- Location: Çekmeköy–Şile, Istanbul
- Length: 11 km (6.8 mi)
- Existed: 2018–present

= List of provincial roads in Istanbul Province =

Provincial roads in Istanbul Province are under the responsibility of KGM.

==Provincial road 34-02==

Provincial road 34-02 (turkish: İl yolu 34-02): named the "Hüseyinli" Road (turkish:Hüseyinli yolu) is a 11 km 6 lane divided first class provincial highway.

==Provincial road 34-07==

 provincial road 34-07 (turkish: İl yolu 34-07): named the "Yesilvadi" Road (turkish:Yeşilvadi yolu) is a 2 km two-lane fourth class provincial road connecting Yeşilvadi Village to the D.020 state highway.

==Provincial road 34-08==

 provincial road 34-08 (turkish: İl yolu 34-08): named the "Sile" Road (turkish:Şile yolu) is a 2 km two-lane third class provincial road connecting the central district of Sile to the D.020 state highway.

==Provincial road 34-11==

Provincial road 34-11 (İl yolu 34-11): named the O1—1st Beltway (O1—1.Çevre yolu) is a 5 km first class divided provincial highway in Istanbul, Turkey.

==Provincial road 34-12==

Provincial road 34-12(İl yolu 34-12): named the O1-O2 connector (O1-O2 bağlantısı) is a 4 km first class divided provincial highway in Istanbul, Turkey.

==Provincial road 34-13==

Provincial road 34-13 (İl yolu 34-13): named the O2—Kozyatağı connection (O2—Kozyatağı bağlantısı) is a 3 km 6 lane divided first class provincial highway that connects the O-2 (Anadolu otoyolu Junction) to the state highway (Kozyatağı junction)D.100 in Istanbul

==Provincial road 34-27==

Provincial road 34-27 (İl yolu 34-27), named the Samadıra–Kartal connector (Samandıra-Kartal bağlantısı), is a 9.9 km highway that connects the motorway O-4 to the state highway D.100 in Istanbul, Turkey.

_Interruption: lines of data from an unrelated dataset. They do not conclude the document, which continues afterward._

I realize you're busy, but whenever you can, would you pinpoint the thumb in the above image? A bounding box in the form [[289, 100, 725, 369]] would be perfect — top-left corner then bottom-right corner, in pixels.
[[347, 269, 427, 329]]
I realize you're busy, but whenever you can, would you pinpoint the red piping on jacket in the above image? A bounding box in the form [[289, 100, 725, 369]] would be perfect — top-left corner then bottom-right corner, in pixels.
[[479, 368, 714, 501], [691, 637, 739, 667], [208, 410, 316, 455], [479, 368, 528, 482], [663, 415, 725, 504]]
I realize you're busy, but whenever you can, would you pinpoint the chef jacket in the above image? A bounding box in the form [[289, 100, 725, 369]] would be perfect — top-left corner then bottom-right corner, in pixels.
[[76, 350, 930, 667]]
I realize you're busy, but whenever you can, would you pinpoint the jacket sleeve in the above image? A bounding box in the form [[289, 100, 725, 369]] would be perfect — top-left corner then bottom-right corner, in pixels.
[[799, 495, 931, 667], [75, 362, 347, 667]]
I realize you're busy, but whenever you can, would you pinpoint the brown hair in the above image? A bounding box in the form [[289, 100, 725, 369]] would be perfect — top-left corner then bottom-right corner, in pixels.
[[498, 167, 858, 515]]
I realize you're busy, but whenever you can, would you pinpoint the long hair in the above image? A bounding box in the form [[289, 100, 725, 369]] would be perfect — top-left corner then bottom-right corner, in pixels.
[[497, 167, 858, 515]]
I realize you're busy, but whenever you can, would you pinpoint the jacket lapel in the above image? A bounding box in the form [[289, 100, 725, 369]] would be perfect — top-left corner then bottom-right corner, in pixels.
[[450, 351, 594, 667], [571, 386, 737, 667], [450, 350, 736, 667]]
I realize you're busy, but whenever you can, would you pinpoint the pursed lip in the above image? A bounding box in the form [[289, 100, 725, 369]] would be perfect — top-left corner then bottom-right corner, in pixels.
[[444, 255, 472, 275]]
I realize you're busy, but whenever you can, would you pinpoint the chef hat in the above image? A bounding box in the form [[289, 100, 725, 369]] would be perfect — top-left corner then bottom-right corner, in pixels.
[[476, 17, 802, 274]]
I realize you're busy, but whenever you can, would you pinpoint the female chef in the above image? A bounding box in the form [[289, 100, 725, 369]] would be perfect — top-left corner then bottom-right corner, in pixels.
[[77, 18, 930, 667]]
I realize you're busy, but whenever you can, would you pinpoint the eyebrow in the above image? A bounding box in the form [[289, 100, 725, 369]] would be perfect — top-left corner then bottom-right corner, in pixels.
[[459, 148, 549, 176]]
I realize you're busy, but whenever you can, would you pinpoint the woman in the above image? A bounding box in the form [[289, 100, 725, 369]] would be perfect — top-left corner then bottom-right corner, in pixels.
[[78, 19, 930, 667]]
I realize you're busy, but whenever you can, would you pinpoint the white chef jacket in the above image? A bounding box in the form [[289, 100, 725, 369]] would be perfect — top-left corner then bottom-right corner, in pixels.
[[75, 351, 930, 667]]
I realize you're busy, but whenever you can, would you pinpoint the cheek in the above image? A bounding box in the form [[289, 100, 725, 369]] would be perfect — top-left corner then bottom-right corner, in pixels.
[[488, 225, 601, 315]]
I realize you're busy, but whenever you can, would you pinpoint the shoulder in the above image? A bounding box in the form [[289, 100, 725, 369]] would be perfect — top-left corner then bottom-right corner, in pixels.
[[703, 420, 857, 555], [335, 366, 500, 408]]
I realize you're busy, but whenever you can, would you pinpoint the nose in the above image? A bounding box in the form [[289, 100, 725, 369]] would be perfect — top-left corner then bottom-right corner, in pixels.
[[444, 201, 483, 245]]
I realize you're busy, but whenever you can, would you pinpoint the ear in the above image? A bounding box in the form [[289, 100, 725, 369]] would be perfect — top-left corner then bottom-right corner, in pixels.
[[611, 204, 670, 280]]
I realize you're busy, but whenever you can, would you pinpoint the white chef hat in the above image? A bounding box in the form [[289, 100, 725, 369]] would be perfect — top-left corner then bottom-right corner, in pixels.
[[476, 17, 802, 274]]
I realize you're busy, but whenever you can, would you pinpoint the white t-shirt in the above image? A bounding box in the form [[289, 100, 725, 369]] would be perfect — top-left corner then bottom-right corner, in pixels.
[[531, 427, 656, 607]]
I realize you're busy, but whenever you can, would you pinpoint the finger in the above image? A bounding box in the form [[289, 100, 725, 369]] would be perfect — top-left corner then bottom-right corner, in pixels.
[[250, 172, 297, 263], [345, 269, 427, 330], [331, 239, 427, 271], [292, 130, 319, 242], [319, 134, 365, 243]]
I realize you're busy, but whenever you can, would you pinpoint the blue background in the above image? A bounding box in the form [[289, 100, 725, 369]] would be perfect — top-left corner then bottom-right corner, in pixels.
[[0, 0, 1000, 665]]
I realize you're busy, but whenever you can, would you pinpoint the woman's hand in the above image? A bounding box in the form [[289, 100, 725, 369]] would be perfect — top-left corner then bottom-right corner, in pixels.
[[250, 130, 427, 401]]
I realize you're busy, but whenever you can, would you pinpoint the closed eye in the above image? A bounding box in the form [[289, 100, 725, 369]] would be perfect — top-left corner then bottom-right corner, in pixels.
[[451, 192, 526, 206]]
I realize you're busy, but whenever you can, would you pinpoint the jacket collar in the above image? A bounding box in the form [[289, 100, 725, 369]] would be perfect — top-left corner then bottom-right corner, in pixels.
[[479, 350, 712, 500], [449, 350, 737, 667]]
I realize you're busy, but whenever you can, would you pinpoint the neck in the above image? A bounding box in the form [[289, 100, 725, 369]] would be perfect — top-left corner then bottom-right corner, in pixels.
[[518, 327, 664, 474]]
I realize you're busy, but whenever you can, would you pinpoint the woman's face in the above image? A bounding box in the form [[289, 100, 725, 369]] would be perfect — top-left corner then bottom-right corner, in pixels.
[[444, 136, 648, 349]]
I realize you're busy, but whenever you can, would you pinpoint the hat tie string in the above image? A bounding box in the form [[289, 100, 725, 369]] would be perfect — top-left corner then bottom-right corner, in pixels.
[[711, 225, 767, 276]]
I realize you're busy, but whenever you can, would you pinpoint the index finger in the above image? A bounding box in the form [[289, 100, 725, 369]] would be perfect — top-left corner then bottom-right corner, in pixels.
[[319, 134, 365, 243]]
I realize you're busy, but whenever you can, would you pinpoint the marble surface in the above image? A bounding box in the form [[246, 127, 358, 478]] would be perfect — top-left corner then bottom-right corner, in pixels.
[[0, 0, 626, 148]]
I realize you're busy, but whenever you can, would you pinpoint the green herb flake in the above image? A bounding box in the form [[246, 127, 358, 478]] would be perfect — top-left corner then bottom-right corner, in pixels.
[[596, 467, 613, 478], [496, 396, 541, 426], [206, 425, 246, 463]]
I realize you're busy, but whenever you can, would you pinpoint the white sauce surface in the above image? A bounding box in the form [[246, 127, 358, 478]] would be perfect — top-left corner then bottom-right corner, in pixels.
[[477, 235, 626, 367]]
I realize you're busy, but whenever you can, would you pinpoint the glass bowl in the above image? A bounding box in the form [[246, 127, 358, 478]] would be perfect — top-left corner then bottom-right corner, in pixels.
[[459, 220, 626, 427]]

A provincial road is governed under the responsibility of the respective Turkish provincial government, and bears the license plate number of that province in the road identification number's first half. It is one of the three connectors between the two roads in the Istanbul metropolitan area. The route begins at exit K2 on the O-4 and heads south through two large parks, the Kayışdağı and Aydos forests, until reaching Kartal and connecting to the D.100. After the interchange, the connector becomes Sanayi Cad. ("Industry Avenue") and continues as a surface street. The connector was built in 1991.

==Provincial road 34-28==

Provincial road 34-28 (Turkish: İl yolu 34-28), named the Hava alanı–Pendik connector (Turkish: Hava alanı-Pendik bağlantısı), is 11-kilometre-long (6.2 mi) highway that connects the motorway O-4 to the state highway D.100 in Istanbul, Turkey.